Raizer J J, Giglio P, Hu J, Groves M, Merrell R, Conrad C, Phuphanich S, Puduvalli V K, Loghin M, Paleologos N, Yuan Y, Liu D, Rademaker A, Yung W K, Vaillant B, Rudnick J, Chamberlain M, Vick N, Grimm S, Tremont-Lukats I W, De Groot J, Aldape K, Gilbert M R
Department of Neurology, Northwestern University, 710 North Lake Shore Drive, Abbott Hall, Room 1123, Chicago, IL, 60611, USA.
James Cancer Hospital, Ohio State University, Columbus, OH, USA.
J Neurooncol. 2016 Jan;126(1):185-192. doi: 10.1007/s11060-015-1958-z.
Survival for glioblastoma (GBM) patients with an unmethyated MGMT promoter in their tumor is generally worse than methylated MGMT tumors, as temozolomide (TMZ) response is limited. How to better treat patients with unmethylated MGMT is unknown. We performed a trial combining erlotinib and bevacizumab in unmethylated GBM patients after completion of radiation (RT) and TMZ. GBM patients with an unmethylated MGMT promoter were trial eligible. Patient received standard RT (60 Gy) and TMZ (75 mg/m2 × 6 weeks) after surgical resection of their tumor. After completion of RT they started erlotinib 150 mg daily and bevacizumab 10 mg/kg every 2 weeks until progression. Imaging evaluations occurred every 8 weeks. The primary endpoint was overall survival. Of the 48 unmethylated patients enrolled, 46 were evaluable (29 men and 17 women); median age was 55.5 years (29-75) and median KPS was 90 (70-100). All patients completed RT with TMZ. The median number of cycles (1 cycle was 4 weeks) was 8 (2-47). Forty-one patients either progressed or died with a median progression free survival of 9.2 months. At a follow up of 33 months the median overall survival was 13.2 months. There were no unexpected toxicities and most observed toxicities were categorized as CTC grade 1 or 2. The combination of erlotinib and bevacizumab is tolerable but did not meet our primary endpoint of increasing survival. Importantly, more trials are needed to find better therapies for GBM patients with an unmethylated MGMT promoter.
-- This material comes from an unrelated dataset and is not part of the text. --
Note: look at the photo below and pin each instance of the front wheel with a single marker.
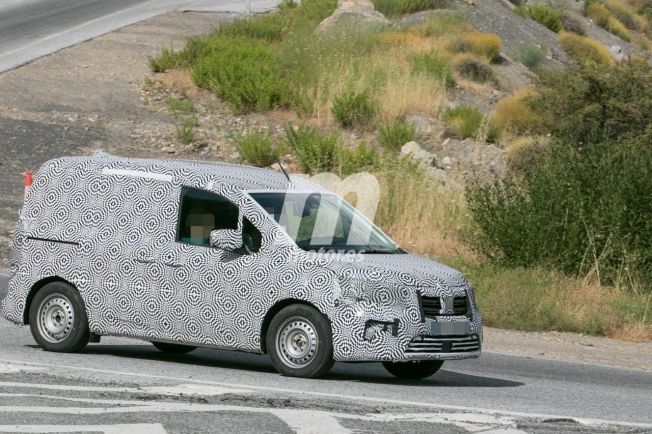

肿瘤中MGMT启动子未甲基化的胶质母细胞瘤(GBM)患者的生存期通常比MGMT启动子甲基化的肿瘤患者更差,因为替莫唑胺(TMZ)的疗效有限。如何更好地治疗MGMT未甲基化的患者尚不清楚。我们进行了一项试验,在放疗(RT)和TMZ治疗结束后,将厄洛替尼和贝伐单抗联合用于MGMT未甲基化的GBM患者。MGMT启动子未甲基化的GBM患者符合试验条件。患者在肿瘤手术切除后接受标准RT(60 Gy)和TMZ(75 mg/m²×6周)治疗。RT结束后,他们开始每天服用150 mg厄洛替尼,每2周服用10 mg/kg贝伐单抗,直至病情进展。每8周进行一次影像学评估。主要终点是总生存期。在纳入的48例MGMT未甲基化患者中,46例可评估(29例男性和17例女性);中位年龄为55.5岁(29 - 75岁),中位KPS为90(70 - 100)。所有患者均完成了RT联合TMZ治疗。中位周期数(1个周期为4周)为8(2 - 47)。41例患者病情进展或死亡,中位无进展生存期为9.2个月。在33个月的随访中,中位总生存期为13.2个月。没有出现意外毒性,大多数观察到的毒性被归类为CTC 1级或2级。厄洛替尼和贝伐单抗联合用药耐受性良好,但未达到我们提高生存率的主要终点。重要的是,需要更多试验来为MGMT启动子未甲基化的GBM患者找到更好的治疗方法。